Delaware appears ready to get even more serious about cutting air pollution, by mandating that all new cars sold in the state be electric by 2035.
The move is designed to cut Delaware’s main source of air pollution, which is currently the tailpipes of cars and trucks that travel on state roadways.
Since Delaware joined the U.S. Climate Alliance in 2017, the state has been working towards reducing carbon emissions by at least 26% by 2025. That move came after then-President Donald Trump announced plans to withdraw the U.S. from the Paris Climate Agreement.
“This past March, Governor Carney directed the department to try to begin the process for the adoption of the Advance Clean Car amendments, which include the zero-emission standards,” said DNREC’s Valerie Gray at a recent public workshop hosted by the Department of Natural Resources and Environmental Control.
“Delaware’s made significant progress toward cleaner air by placing requirements on our industrial and power sector, by their installation of pollution control equipment, and thereby have reductions in their emissions.”
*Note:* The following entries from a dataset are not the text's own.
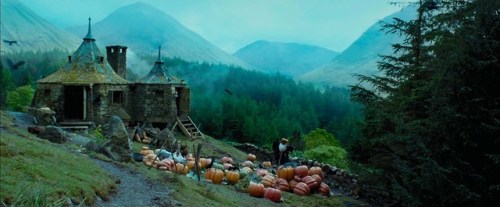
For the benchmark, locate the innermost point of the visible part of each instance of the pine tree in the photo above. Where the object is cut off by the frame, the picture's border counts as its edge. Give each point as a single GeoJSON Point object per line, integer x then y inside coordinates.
{"type": "Point", "coordinates": [431, 120]}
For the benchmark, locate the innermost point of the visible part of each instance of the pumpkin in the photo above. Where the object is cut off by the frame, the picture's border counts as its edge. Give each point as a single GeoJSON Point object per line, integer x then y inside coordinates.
{"type": "Point", "coordinates": [267, 164]}
{"type": "Point", "coordinates": [297, 178]}
{"type": "Point", "coordinates": [204, 162]}
{"type": "Point", "coordinates": [256, 189]}
{"type": "Point", "coordinates": [190, 157]}
{"type": "Point", "coordinates": [268, 181]}
{"type": "Point", "coordinates": [226, 160]}
{"type": "Point", "coordinates": [144, 151]}
{"type": "Point", "coordinates": [214, 175]}
{"type": "Point", "coordinates": [232, 177]}
{"type": "Point", "coordinates": [317, 178]}
{"type": "Point", "coordinates": [301, 189]}
{"type": "Point", "coordinates": [324, 189]}
{"type": "Point", "coordinates": [286, 173]}
{"type": "Point", "coordinates": [281, 184]}
{"type": "Point", "coordinates": [292, 184]}
{"type": "Point", "coordinates": [180, 169]}
{"type": "Point", "coordinates": [261, 172]}
{"type": "Point", "coordinates": [251, 157]}
{"type": "Point", "coordinates": [316, 171]}
{"type": "Point", "coordinates": [217, 166]}
{"type": "Point", "coordinates": [302, 170]}
{"type": "Point", "coordinates": [227, 166]}
{"type": "Point", "coordinates": [247, 163]}
{"type": "Point", "coordinates": [272, 194]}
{"type": "Point", "coordinates": [310, 182]}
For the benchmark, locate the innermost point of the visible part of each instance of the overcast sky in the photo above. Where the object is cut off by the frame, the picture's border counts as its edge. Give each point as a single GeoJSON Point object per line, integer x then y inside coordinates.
{"type": "Point", "coordinates": [232, 24]}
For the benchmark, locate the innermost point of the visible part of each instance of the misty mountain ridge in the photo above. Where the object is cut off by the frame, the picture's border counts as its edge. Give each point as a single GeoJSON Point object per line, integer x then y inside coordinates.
{"type": "Point", "coordinates": [24, 30]}
{"type": "Point", "coordinates": [143, 28]}
{"type": "Point", "coordinates": [360, 57]}
{"type": "Point", "coordinates": [287, 58]}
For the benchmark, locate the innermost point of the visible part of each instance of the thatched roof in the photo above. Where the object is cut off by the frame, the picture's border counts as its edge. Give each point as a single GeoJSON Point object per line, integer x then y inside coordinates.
{"type": "Point", "coordinates": [87, 65]}
{"type": "Point", "coordinates": [159, 74]}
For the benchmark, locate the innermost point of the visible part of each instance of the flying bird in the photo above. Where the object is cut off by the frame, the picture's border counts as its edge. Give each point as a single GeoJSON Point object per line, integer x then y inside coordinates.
{"type": "Point", "coordinates": [228, 92]}
{"type": "Point", "coordinates": [15, 65]}
{"type": "Point", "coordinates": [10, 42]}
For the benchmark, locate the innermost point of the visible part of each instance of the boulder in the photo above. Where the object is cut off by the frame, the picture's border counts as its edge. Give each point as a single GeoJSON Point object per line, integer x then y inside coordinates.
{"type": "Point", "coordinates": [163, 136]}
{"type": "Point", "coordinates": [54, 134]}
{"type": "Point", "coordinates": [42, 115]}
{"type": "Point", "coordinates": [118, 145]}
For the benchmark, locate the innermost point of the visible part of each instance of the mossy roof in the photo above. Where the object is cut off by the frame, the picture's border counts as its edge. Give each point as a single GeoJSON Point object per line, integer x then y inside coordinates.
{"type": "Point", "coordinates": [87, 66]}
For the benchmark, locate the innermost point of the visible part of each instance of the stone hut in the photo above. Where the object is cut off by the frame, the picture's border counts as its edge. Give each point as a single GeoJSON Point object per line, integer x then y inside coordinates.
{"type": "Point", "coordinates": [166, 97]}
{"type": "Point", "coordinates": [90, 88]}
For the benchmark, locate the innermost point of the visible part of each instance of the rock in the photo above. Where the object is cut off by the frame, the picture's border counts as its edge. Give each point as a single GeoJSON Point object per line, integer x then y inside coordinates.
{"type": "Point", "coordinates": [118, 146]}
{"type": "Point", "coordinates": [163, 136]}
{"type": "Point", "coordinates": [54, 134]}
{"type": "Point", "coordinates": [36, 129]}
{"type": "Point", "coordinates": [43, 115]}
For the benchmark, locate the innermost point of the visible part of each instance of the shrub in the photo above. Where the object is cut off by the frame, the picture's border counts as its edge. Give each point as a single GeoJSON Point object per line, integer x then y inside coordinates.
{"type": "Point", "coordinates": [332, 155]}
{"type": "Point", "coordinates": [20, 98]}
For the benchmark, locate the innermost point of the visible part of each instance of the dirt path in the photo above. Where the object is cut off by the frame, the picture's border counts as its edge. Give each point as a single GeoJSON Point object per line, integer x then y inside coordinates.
{"type": "Point", "coordinates": [133, 189]}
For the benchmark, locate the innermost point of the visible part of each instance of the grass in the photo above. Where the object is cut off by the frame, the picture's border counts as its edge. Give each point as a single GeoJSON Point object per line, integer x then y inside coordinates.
{"type": "Point", "coordinates": [35, 172]}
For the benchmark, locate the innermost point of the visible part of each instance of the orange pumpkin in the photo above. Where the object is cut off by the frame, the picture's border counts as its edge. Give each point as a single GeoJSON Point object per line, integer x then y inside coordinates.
{"type": "Point", "coordinates": [226, 160]}
{"type": "Point", "coordinates": [302, 170]}
{"type": "Point", "coordinates": [324, 189]}
{"type": "Point", "coordinates": [268, 180]}
{"type": "Point", "coordinates": [267, 164]}
{"type": "Point", "coordinates": [286, 173]}
{"type": "Point", "coordinates": [281, 184]}
{"type": "Point", "coordinates": [180, 169]}
{"type": "Point", "coordinates": [292, 184]}
{"type": "Point", "coordinates": [215, 175]}
{"type": "Point", "coordinates": [256, 189]}
{"type": "Point", "coordinates": [301, 189]}
{"type": "Point", "coordinates": [316, 171]}
{"type": "Point", "coordinates": [251, 157]}
{"type": "Point", "coordinates": [272, 194]}
{"type": "Point", "coordinates": [317, 178]}
{"type": "Point", "coordinates": [247, 163]}
{"type": "Point", "coordinates": [261, 172]}
{"type": "Point", "coordinates": [204, 162]}
{"type": "Point", "coordinates": [232, 177]}
{"type": "Point", "coordinates": [310, 182]}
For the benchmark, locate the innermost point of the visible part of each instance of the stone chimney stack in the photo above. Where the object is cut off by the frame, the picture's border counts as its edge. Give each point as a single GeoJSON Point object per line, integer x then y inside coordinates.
{"type": "Point", "coordinates": [117, 58]}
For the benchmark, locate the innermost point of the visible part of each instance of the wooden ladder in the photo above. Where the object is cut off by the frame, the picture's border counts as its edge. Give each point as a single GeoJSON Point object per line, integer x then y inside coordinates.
{"type": "Point", "coordinates": [189, 128]}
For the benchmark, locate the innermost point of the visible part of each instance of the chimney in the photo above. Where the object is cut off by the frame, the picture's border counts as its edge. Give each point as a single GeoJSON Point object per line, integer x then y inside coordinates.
{"type": "Point", "coordinates": [117, 58]}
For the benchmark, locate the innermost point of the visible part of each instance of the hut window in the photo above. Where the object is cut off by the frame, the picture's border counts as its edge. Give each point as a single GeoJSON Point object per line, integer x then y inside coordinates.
{"type": "Point", "coordinates": [159, 93]}
{"type": "Point", "coordinates": [117, 97]}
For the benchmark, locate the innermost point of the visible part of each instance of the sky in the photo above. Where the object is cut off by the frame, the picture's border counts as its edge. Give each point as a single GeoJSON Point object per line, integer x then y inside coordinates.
{"type": "Point", "coordinates": [233, 24]}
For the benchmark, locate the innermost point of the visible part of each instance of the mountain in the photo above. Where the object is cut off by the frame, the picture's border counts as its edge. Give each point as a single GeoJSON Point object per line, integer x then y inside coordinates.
{"type": "Point", "coordinates": [23, 30]}
{"type": "Point", "coordinates": [143, 28]}
{"type": "Point", "coordinates": [287, 58]}
{"type": "Point", "coordinates": [360, 57]}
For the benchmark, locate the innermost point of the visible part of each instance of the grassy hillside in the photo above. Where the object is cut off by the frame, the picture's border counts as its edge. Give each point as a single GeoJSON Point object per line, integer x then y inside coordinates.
{"type": "Point", "coordinates": [35, 172]}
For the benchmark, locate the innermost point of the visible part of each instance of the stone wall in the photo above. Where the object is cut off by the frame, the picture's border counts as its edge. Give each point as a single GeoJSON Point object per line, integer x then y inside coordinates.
{"type": "Point", "coordinates": [154, 103]}
{"type": "Point", "coordinates": [103, 101]}
{"type": "Point", "coordinates": [52, 96]}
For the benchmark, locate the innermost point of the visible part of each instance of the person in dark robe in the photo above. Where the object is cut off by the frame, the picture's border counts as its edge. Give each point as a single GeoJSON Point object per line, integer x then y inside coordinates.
{"type": "Point", "coordinates": [281, 150]}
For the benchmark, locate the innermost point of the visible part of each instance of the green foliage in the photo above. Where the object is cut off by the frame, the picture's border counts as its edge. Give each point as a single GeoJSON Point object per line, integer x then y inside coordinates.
{"type": "Point", "coordinates": [332, 155]}
{"type": "Point", "coordinates": [320, 137]}
{"type": "Point", "coordinates": [37, 173]}
{"type": "Point", "coordinates": [431, 120]}
{"type": "Point", "coordinates": [7, 85]}
{"type": "Point", "coordinates": [20, 98]}
{"type": "Point", "coordinates": [97, 132]}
Despite improvements from power plants and industrial polluters, emissions from vehicle tailpipes remain high.
“The American Lung Association continues to give New Castle County a failing grade year after year,” Gray said. “So, more reductions are necessary to protect our health, particularly for those communities that are located near our major highways. These communities are much more likely to experience higher health burdens from our transportation-related emissions.”
As part of the state’s effort to align its standards with California, Delaware will gradually increase the percentage of electric cars required to be sold on car lots around the state.
Under the proposed requirements, the state expects to see the sales of gas-powered cars drop from more than 800,000 in 2026 to fewer than 600,000 by 2035. Sales of zero-emission vehicles will increase to more than 300,000 by 2035, according to projections.
The regulations wouldn’t affect cars currently on the road today, just new cars being sold.
“If you currently have a gasoline and diesel vehicle, you are not going to have to comply with this program,” Gray said. “The program element for zero-emission vehicles applies to the auto manufacturers. If you continue to own and drive a gasoline- or diesel-powered vehicle, you’re going to continue to register it with [the] DMV, as you already do.”
The plan drew mixed reactions during virtual public workshops in recent weeks.
“I’m very happy. I’m thrilled, in fact, to learn about this plan going forward,” said Cindy Johnson of Wilmington during a recent workshop. “I’m really looking forward to when there’s less air pollution in the Delaware and Philadelphia area because it’s not fair to these vulnerable people, whether they’re children, whether they’re elderly people, to suffer with really what’s preventable illness.”
Denise Clendenning, a Newark resident who spoke at a recent workshop, said she was against the plan.
“Most people, and I know ourselves here, would not be able to afford the cost of an electric car at this time,” she said.
Clendenning noted the high initial purchase price, and echoed other residents’ worries about the costs of upkeep for battery-powered vehicles. “I don’t know if you guys can afford that, but I don’t think the average citizen in Delaware can. And with inflation at an all-time high, this whole plan is just ridiculous.”
Delaware’s average per capita income is $38,917, according to the latest numbers from the U.S. Census.
Following the state workshops, DNREC Secretary Shawn Garvin will make a final decision on the potential EV mandate by mid-2023.